Die Schanänn-Jungfrau.

[9] In der Nähe der Fidriser-Au, an dem Fußwege nach dem Dorfe Jenatz, steht ein kleines Haus, bei welchem man lange Jahre Nachts eine Jungfrau, riesengroß, in weißem Kleide, mit bleichem Gesichte und fliegenden, dunklen Haaren, lautlos umherschwebend, erblickte, welche die Wanderer um Erlösung anflehte und künftige Dinge ihnen voraussagte. – Diese bleiche Seherin ist die Schanänna-Jungfrau. Jetzt ist sie seit langer Zeit nicht mehr gesehen worden. Das kleine Haus ist noch bewohnbar, aber:


»Dort scheint ein langes, ew'ges Ach zu wohnen;

Aus jenen Mauern weht es uns entgegen

In dumpfen Lüften, die sich leise regen.«


Der Wanderer, der verspätet, von der Dunkelheit überrascht, hier vorbeigeht, hört, bald ferne, bald nahe, ein klägliches Stöhnen und Wimmern. Manchem tritt dieser Spuk, die im ganzen Thale bekannte Schanänna-Jungfrau, selbst entgegen, und enthüllt ihm die grause Sage von den nahen Trümmern ihrer väterlichen Burg Strahlegg, und den Unthaten ihres Vaters, sowie von dem Untergange ihres Geschlechtes; oder sie verkündet ihm, als oft erprobte Seherin, Dinge der Zukunft. Auch in den Trümmern besagter Burg soll sie zu sehen sein, und in riesengroßer, grauenerregender Gestalt, in weißem Kleide erscheinen.

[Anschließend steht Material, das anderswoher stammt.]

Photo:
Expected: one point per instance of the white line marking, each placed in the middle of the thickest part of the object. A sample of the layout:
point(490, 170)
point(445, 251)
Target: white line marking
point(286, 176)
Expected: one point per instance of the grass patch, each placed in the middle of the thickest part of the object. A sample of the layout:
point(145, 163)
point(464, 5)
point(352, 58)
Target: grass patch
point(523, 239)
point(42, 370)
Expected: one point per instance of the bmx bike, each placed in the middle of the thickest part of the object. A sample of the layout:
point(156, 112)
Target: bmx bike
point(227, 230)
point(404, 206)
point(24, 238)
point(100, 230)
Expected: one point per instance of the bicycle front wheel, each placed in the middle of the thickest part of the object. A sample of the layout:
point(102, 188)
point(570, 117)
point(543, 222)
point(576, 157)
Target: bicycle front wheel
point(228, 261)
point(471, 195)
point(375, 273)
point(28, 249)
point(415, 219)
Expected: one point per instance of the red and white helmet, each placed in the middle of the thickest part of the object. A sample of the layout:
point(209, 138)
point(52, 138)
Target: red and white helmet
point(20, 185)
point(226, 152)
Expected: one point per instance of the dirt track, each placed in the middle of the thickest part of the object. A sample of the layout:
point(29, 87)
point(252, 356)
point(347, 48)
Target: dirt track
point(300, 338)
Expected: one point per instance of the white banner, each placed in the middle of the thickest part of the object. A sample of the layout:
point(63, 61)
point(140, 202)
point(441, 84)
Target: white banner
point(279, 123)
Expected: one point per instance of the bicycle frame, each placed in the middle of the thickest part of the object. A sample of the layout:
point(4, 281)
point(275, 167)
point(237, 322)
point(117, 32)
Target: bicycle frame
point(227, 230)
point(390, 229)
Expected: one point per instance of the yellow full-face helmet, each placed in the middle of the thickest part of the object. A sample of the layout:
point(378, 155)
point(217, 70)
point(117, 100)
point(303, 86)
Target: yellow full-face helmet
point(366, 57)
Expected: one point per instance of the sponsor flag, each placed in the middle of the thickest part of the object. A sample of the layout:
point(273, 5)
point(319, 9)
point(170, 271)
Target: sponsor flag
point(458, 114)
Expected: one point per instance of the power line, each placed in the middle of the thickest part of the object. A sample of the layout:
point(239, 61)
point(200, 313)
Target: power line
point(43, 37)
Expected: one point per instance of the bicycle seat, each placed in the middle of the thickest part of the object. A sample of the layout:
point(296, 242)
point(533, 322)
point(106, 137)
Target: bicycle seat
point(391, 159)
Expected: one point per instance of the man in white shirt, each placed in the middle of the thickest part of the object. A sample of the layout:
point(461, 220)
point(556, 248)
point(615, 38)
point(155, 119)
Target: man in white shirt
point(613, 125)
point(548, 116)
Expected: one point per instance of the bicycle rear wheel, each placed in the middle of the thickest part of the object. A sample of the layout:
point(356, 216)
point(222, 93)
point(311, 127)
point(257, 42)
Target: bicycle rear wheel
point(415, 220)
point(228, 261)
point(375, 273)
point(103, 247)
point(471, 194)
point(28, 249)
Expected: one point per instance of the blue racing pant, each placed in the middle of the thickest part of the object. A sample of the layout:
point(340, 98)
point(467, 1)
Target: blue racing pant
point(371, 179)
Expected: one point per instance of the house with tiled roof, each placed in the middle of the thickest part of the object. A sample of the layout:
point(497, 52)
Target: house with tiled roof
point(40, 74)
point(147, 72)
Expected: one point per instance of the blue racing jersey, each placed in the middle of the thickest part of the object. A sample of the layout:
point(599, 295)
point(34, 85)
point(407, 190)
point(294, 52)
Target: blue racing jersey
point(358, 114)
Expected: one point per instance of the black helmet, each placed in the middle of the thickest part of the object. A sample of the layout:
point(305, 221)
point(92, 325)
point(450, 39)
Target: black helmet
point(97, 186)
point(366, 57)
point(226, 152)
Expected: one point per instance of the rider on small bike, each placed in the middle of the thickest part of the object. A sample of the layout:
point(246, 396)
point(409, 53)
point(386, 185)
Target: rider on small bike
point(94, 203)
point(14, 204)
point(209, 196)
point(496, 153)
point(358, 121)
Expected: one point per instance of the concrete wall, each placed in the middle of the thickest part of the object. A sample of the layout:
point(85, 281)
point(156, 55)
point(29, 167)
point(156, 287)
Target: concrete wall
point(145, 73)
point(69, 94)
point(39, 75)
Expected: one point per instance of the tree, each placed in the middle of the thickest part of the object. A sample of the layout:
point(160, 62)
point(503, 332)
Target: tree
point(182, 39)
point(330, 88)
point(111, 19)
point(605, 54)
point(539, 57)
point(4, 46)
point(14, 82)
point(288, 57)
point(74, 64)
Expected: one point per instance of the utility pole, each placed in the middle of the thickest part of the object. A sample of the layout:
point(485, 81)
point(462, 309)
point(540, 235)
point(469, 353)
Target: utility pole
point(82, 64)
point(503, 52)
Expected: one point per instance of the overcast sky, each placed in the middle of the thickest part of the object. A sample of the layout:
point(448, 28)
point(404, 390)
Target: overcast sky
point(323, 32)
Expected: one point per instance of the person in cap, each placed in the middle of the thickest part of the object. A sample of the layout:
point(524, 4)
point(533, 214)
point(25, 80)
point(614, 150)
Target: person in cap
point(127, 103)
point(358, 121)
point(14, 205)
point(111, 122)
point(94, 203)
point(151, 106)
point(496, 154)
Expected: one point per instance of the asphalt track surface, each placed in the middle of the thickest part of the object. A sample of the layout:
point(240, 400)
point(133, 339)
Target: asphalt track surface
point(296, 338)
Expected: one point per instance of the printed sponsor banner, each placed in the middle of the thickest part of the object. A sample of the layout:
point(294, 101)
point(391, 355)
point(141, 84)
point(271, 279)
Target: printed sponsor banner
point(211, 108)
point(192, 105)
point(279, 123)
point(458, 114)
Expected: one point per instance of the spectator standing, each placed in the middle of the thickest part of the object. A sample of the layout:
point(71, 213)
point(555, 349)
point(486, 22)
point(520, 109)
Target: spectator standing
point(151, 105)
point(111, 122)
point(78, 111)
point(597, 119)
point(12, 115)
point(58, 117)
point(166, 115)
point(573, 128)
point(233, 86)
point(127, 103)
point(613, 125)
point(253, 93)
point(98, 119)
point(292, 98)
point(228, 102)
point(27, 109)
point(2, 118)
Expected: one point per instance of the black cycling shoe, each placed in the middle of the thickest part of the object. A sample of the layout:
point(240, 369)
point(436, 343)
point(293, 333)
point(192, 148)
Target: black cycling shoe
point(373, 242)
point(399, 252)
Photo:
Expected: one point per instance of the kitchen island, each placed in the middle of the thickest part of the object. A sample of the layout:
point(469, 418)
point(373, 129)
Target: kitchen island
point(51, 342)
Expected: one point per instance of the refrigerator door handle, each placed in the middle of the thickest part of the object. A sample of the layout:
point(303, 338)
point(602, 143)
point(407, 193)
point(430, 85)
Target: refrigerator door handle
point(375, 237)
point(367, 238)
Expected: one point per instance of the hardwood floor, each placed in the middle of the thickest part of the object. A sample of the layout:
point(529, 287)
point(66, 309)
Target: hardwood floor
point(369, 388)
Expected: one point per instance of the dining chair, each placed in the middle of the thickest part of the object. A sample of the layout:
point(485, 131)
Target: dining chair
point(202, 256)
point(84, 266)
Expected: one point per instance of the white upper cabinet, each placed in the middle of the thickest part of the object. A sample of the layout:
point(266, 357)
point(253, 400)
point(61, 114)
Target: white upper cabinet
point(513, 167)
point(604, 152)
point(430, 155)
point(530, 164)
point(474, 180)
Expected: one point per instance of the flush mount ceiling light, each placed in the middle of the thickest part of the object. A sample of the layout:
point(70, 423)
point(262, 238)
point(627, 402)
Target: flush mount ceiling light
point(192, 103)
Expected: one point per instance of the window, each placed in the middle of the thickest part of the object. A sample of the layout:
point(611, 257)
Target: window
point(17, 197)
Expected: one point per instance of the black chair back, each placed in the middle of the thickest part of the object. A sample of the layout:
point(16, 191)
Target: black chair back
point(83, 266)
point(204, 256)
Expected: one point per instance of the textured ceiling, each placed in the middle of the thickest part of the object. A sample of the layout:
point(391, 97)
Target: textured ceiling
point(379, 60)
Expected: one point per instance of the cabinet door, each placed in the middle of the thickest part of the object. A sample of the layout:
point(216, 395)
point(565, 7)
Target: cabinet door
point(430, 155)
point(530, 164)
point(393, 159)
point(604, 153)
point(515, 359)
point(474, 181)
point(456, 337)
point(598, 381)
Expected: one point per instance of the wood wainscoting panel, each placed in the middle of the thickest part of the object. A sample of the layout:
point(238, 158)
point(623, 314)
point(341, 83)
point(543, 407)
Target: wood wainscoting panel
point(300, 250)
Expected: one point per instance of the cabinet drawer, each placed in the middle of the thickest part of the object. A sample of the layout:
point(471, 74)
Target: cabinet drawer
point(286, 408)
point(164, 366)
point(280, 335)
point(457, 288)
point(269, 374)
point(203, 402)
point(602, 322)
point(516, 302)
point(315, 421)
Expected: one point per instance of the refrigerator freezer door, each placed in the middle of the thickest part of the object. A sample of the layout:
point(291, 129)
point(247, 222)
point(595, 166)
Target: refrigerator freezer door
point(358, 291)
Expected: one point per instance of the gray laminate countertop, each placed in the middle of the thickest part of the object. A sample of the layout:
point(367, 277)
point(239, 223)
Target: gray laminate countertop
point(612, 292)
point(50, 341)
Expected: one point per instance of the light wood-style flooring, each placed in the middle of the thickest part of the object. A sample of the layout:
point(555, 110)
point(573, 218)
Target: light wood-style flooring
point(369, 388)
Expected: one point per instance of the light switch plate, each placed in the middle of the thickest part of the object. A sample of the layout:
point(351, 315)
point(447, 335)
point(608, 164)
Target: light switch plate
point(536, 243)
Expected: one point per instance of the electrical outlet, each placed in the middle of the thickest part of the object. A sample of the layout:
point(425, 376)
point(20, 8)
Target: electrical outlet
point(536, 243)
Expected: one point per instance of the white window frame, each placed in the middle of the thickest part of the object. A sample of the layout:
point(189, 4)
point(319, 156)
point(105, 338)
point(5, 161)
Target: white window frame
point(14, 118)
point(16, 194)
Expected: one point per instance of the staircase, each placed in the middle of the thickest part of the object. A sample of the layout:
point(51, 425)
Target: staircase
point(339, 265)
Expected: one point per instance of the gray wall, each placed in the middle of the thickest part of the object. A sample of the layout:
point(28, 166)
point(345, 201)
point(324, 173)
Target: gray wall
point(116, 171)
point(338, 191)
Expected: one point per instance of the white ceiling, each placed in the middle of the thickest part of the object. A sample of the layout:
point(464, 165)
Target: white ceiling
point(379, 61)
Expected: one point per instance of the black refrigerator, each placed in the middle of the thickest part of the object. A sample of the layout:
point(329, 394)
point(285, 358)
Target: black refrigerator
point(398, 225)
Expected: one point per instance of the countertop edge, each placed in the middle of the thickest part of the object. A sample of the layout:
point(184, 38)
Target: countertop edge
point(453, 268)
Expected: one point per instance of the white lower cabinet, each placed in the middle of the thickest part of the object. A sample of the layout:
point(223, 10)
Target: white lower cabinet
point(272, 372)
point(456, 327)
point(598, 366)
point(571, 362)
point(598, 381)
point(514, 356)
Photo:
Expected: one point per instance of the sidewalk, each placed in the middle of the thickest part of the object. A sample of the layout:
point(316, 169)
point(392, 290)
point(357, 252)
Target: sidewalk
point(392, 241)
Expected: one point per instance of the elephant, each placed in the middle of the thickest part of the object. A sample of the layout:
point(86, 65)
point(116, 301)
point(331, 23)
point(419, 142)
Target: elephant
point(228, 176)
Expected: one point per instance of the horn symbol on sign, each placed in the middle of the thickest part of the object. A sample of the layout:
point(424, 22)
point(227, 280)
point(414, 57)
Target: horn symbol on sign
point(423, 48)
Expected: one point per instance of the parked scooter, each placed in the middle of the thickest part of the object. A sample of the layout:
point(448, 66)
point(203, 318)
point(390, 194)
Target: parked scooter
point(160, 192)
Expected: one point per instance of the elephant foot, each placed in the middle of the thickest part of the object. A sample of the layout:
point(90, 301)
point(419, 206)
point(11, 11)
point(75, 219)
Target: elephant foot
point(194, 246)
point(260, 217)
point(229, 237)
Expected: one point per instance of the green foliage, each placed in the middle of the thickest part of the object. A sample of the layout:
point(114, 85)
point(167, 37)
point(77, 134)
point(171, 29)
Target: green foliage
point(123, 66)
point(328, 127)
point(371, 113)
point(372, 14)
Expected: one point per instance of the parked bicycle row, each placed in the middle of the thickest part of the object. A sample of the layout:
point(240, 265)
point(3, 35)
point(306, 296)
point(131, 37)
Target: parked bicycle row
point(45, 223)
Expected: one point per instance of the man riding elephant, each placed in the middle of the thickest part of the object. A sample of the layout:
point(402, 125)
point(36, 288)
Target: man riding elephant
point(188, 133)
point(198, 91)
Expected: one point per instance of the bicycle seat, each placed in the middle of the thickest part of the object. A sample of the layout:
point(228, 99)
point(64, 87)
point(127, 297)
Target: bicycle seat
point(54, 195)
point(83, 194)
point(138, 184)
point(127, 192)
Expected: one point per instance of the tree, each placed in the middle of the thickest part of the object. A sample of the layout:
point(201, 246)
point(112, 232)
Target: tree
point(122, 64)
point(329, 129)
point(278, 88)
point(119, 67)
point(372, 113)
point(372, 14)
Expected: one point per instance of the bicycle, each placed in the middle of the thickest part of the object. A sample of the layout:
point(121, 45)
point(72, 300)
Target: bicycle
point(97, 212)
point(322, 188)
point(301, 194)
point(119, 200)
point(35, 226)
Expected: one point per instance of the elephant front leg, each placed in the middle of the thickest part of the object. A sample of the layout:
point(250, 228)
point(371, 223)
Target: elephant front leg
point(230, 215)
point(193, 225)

Wenige Sterbliche (nur Sonntagskinder,[9] die mehr zu sehen bekommen, als andre Leute), die ihrer ansichtig geworden, brachten sie zum Geständnisse einer schweren Schuld ihres Vaters, weßhalb sie auch umgehen müsse, und nur erlöst werden könne


Von Jenem, der der Erste sei gebettet

In einer Wiege, die aus Brettern man gefügt

Der Tanne, welche wuchs, wo sie gekettet. –


Ihr Vater, ein reicher Mann, bewohnte außer dem Schlosse Strahlegg, auch in der Nähe der Fidriser-Au ein Haus. Zu ihm kam, als das Mägdlein noch in der Wiege lag, einst ein armer Mann, der um eine Gabe ihn bat; der Reiche verweigerte dieselbe. »So will ich dir etwas geben«, entgegnete der Arme, und gab ihm eine Nuß, »die setze neben dem großen Stein«. Er that, wie der Arme ihn geheißen; »aus der Nuß wächst ein Baum, aus dem Baum ein Zweig, aus dem Zweig ein Ast, und aus dem wird man eine Wiege machen, und das Kind, das in jener Wiege liegen wird, das soll deine Tochter da erlösen, und die muß bis dahin dein Geld hüten.« Der Reiche wollte alsobald die verwünschte Nuß wieder aus dem Boden hervorgraben, statt deren sproßte bereits ein Zweiglein ihm entgegen, und weiteres Unheil ahnend, wenn er dasselbe berühre, überließ er sich, durch das weite Feld irrend, der Verzweiflung. – Seine Tochter wuchs heran, aber sie wurde ihres Lebens nicht froh; ihr schönes, bleiches Gesicht zeugte von innerem Grame und viele Jahre nach ihrem Tode muß sie die Schätze ihres Vaters hüten, bis ihre Erlösung bewirkt ist.

Quelle:
Jecklin, Dietrich: Volksthümliches aus Graubünden. 3 Teile, Zürich 1874, Chur 1876, Chur 1878 (Nachdruck Zürich: Olms, 1986), S. 9-10.